Una mañana de principios de Junio, una más, cercanos los exámenes, Laura ve como se acerca a su parada una pareja. Abrazados por la cintura, ella cojea levemente. Pasan junto a la parada. Es Paolo quien abraza a la prosituta, Paolo quien acaricia el pelo de Ivonne, y ajenos al mundo pasan de largo abrazados con fuerza.
Laura se limpia una lágrima de rabia y desesperanza. Ese día no cogerá el bus número 21. Ni ese día ni nunca más. Laura vuelve a su piso de estudiante, hace las maletas y vuelve a su pueblo para siempre.

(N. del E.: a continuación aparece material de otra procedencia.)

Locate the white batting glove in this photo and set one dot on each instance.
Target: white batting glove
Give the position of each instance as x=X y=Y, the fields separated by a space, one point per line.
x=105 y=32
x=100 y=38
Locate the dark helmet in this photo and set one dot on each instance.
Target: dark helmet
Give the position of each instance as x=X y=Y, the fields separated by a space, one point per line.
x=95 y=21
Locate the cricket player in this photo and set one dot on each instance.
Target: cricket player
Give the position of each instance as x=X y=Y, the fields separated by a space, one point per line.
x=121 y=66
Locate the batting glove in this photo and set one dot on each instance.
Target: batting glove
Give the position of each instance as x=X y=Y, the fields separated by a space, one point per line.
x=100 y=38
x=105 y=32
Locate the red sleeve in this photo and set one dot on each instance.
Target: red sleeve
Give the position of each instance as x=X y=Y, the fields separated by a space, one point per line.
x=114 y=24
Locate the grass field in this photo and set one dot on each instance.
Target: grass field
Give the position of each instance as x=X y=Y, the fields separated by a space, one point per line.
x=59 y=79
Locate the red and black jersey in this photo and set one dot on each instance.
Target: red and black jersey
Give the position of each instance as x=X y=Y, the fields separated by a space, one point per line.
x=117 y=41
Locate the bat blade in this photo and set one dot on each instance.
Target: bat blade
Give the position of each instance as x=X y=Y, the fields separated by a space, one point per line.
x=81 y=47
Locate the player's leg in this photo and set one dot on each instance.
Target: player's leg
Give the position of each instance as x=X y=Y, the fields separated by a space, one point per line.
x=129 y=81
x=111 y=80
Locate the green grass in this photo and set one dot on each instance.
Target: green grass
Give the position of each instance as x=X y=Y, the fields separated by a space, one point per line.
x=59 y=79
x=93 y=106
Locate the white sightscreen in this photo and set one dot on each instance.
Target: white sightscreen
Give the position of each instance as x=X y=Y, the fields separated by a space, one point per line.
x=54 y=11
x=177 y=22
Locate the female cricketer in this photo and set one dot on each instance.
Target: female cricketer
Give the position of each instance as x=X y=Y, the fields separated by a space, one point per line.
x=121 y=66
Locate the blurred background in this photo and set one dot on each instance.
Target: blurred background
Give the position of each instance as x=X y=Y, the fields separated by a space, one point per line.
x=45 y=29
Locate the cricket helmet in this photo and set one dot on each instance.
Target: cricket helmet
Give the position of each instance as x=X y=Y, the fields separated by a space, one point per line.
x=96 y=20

Andrés llevaba ocho meses buscando a Rosa. Rosa es su hermana. La persona a la que más quiso en su vida. Con tan sólo dieciséis años, a raíz de una discusión familiar, ella había huido una noche de pasión y marihuana. Rosa, a la que siempre llamó su hermana cara de ángel, cayó en drogas más duras y Andrés supo que se dedicaba a la prostitución. Entonces decidió buscarla sin cesar. Dedicaba todas las noches a buscar a su hermana hasta no poder más, y cuando empezaba a amanecer cogía el bus número 21 y se dirigía al polígono industrial, cercano a la facultad de derecho, donde buscaba hasta caer rendido. Y así un día tras otro…
Cada mañana coincidía con una chica que lo había cautivado. Con sus libros al regazo y su mirada hechizadora, aquella chica le alegraba cada mañana. Algún día le diría algo más que Hola, pero ahora no podía perder tiempo, sabía que Rosa lo necesitaba.

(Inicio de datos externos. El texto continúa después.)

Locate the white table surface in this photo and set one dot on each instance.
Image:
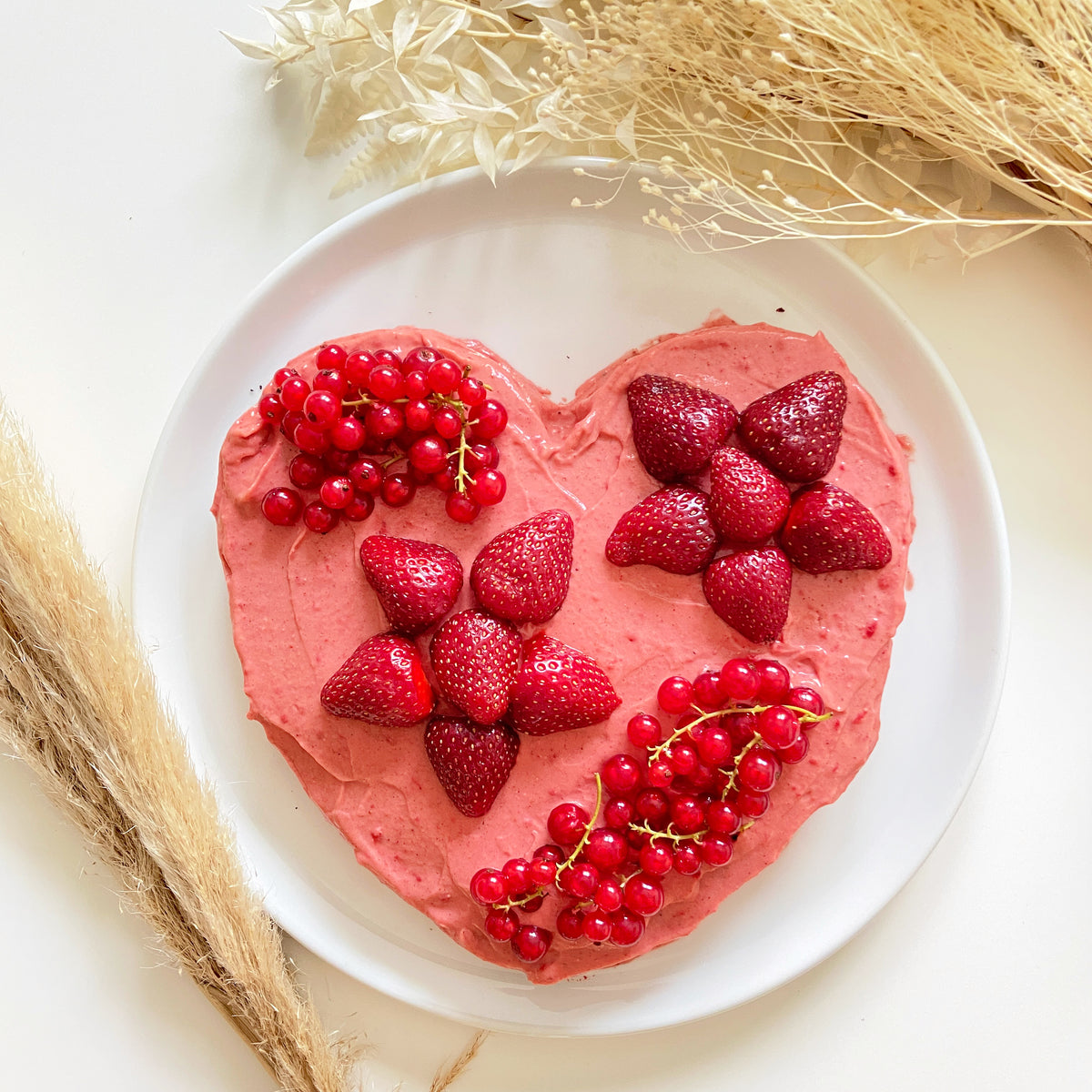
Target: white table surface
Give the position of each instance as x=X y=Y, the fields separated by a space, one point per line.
x=147 y=185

Finalmente decidió dedicar las mañanas a buscar en otro polígono y no volvió al bus número 21. Algún día volvería a buscar a aquella estudiante de mirada eterna. Una noche al fin encontró a Rosa en una calleja del centro. No fueron necesarias las palabras. Se abrazaron y lloraron. Y así, abrazados, fueron hasta el apartamento de Rosa, donde recogerían las cosas para volver. Pasaron delante de la parada del 21, y Andrés recordó que al día siguiente debería volver, iba a volver sin duda. Quería conocer a aquella chica de mirada profunda que cada día lo miraba y lo había cautivado.
Laura nunca supo que Paolo era Andrés, que Ivonne era Rosa, nunca supo que la vida a veces es así de traidora. Andrés volvió en varias ocasiones a la parada del 21 sin encontrar a Laura. Don Faustino siguió paseando a su perro cada mañana. Hoy cada amanecer el bus número 21 sigue pasando a las 7.30 esperando que el perfume almizclado de Paolo despierte amores imposibles en una chica con los libros al regazo.
Algunos sabemos que la vida está salpicada de paradas número 21, de trampas del destino, de pasiones y emociones que hacen que nos sintamos vivos. Otros nunca lo sabrán, seguirán paseando su perro, como don Faustino, ajenos a todo. En cada uno está elegir en qué parte del cuento quiere estar...

1 comentario:

María Pilar dijo...

Impresionante, Salva tus palabras tienen magia y activan emociones, leyendote pasamos a la parte interesante del cuento...
Eres un gran escritor.Gracias por compartirlo con todos.